Father Scalia said O’Beirne’s strength came from being grounded in the faith in humble docility to the Lord.

“We mourn today, but we are blessed by Kate’s example,” he said.

She was persistent, whether it was convenient or inconvenient, he added.

“Kate did not hesitate to be direct, even with priests,” Father Scalia said. Although she was not an advocate for married priests, she once quipped “that if priests had wives, they at least would be on time for dinner.

“If Kate was strong, it was at first because she believed,” Father Scalia said.

“What we do here today is pray that what the Lord has begun in her is brought to completion.”

He said Kate’s final act of faith began about a week ago, supported by her family and friends.

“May we all be so blessed to depart this world as peacefully as she did,” Father Scalia said.

Kate Monica Walsh was born in Brooklyn Sept. 23, 1949, to Matthew Walsh and the former Catharine Rice.
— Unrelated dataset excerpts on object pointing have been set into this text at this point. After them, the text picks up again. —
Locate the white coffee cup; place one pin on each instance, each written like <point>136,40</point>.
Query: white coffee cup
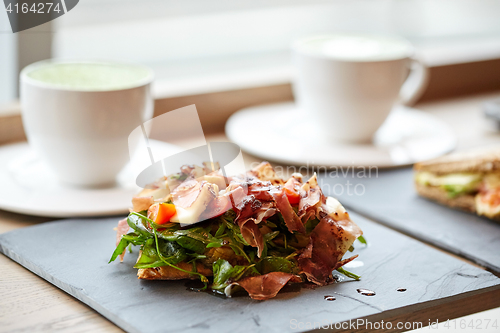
<point>350,82</point>
<point>78,115</point>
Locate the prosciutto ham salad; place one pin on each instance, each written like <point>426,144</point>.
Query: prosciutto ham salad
<point>252,232</point>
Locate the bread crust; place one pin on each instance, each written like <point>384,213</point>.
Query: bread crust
<point>476,161</point>
<point>170,273</point>
<point>464,202</point>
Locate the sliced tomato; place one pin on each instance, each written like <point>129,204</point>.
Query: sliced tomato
<point>161,213</point>
<point>292,194</point>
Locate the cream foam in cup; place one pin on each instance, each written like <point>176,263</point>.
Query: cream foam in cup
<point>78,115</point>
<point>350,82</point>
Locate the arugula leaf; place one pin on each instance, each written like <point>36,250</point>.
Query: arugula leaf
<point>348,274</point>
<point>171,251</point>
<point>203,278</point>
<point>274,264</point>
<point>191,244</point>
<point>224,273</point>
<point>119,249</point>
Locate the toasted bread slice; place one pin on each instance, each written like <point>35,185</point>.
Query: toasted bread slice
<point>170,273</point>
<point>464,202</point>
<point>476,161</point>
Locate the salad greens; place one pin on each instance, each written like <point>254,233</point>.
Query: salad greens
<point>218,243</point>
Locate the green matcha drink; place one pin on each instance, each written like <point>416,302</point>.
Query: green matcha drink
<point>88,76</point>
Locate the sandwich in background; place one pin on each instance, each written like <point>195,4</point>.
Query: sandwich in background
<point>469,181</point>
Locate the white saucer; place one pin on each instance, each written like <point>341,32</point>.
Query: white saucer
<point>278,132</point>
<point>28,186</point>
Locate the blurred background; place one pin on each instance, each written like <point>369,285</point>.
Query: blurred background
<point>224,55</point>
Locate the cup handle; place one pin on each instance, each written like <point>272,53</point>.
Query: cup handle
<point>415,84</point>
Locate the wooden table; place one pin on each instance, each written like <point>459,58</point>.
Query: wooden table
<point>29,303</point>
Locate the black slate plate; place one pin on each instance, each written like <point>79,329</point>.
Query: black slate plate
<point>73,255</point>
<point>392,200</point>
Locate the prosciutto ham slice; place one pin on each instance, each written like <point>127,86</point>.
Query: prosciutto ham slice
<point>330,240</point>
<point>266,286</point>
<point>300,229</point>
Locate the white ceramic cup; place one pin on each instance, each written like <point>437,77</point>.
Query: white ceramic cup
<point>78,115</point>
<point>350,82</point>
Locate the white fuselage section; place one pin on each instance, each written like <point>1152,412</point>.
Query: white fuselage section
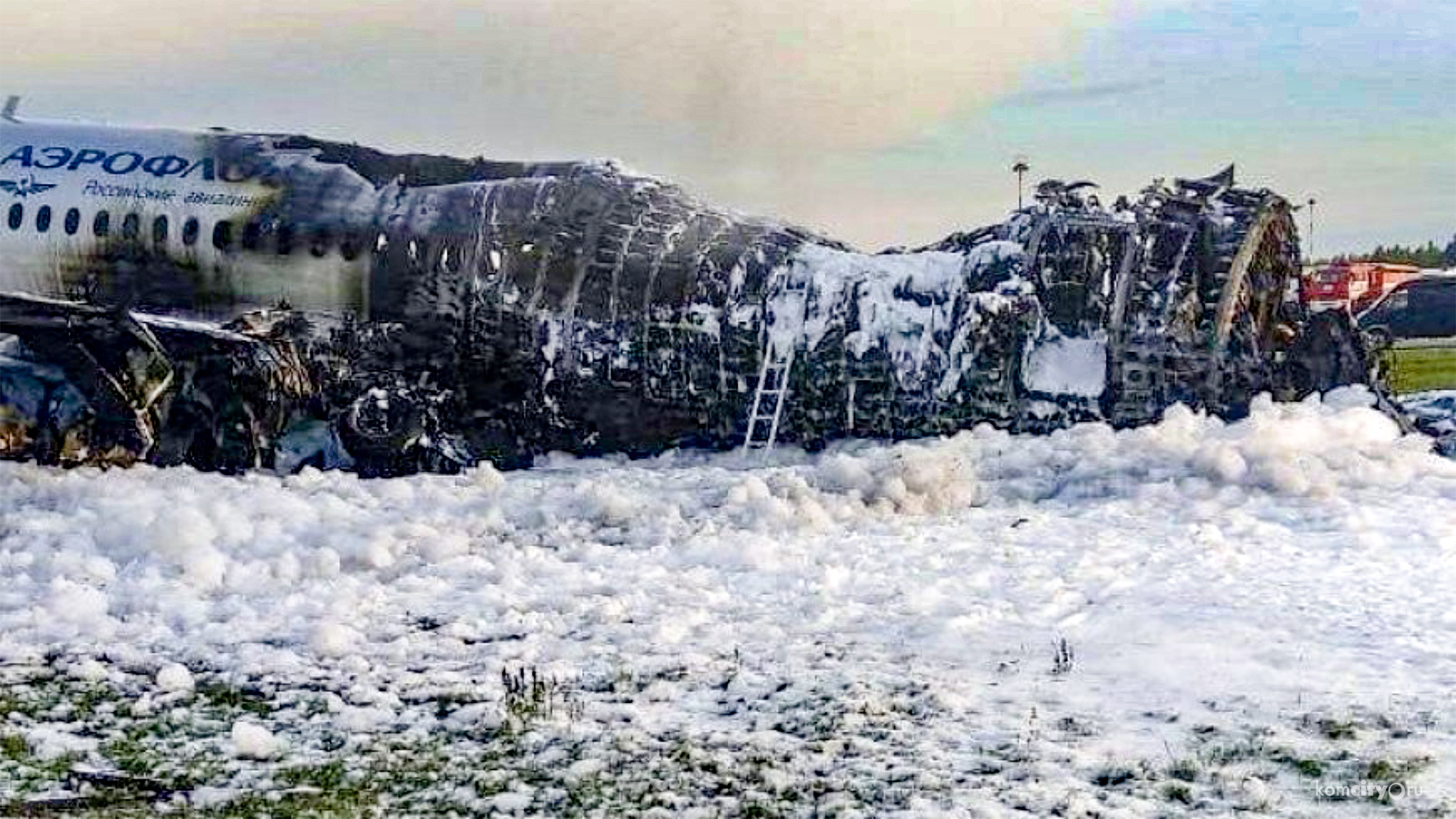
<point>69,191</point>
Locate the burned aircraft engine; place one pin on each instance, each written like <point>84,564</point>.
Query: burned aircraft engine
<point>495,311</point>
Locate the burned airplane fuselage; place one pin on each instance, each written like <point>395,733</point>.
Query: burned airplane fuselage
<point>425,311</point>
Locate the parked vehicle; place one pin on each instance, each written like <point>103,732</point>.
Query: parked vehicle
<point>1354,286</point>
<point>1420,308</point>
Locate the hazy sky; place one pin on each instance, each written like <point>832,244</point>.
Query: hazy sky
<point>878,121</point>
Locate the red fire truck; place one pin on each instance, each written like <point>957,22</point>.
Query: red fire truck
<point>1353,286</point>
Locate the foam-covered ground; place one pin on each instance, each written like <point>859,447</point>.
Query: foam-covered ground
<point>1185,618</point>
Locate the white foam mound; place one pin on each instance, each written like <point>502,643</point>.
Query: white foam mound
<point>1285,560</point>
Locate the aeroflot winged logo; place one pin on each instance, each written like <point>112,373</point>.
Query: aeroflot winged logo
<point>25,187</point>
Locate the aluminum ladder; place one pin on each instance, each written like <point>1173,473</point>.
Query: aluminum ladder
<point>774,376</point>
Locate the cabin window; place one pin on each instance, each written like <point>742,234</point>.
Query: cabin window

She was raised in Manhasset and studied at Good Counsel College in White Plains, where she earned a degree in English and journalism. She worked in Washington for Senator James L. Buckley, who was elected from New York in 1970 on the Conservative Party line, then returned to New York to get a degree from St. John’s University School of Law.

In 1976, she married James O’Beirne, an Army officer who became a White House liaison with the Pentagon. In 1986, after traveling for a decade with her husband while he was in the Army, O’Beirne moved to Washington with her family and became deputy assistant secretary for legislation at the Department of Health and Human Services.

She was the author of Women Who Make the World Worse and How Their Radical Feminist Assault Is Ruining Our Schools, Families, Military and Sports (2005).

She is survived by her husband and their two sons, Phil and John; her sisters, Mary Ann, Virginia and Rosemary; and several grandchildren.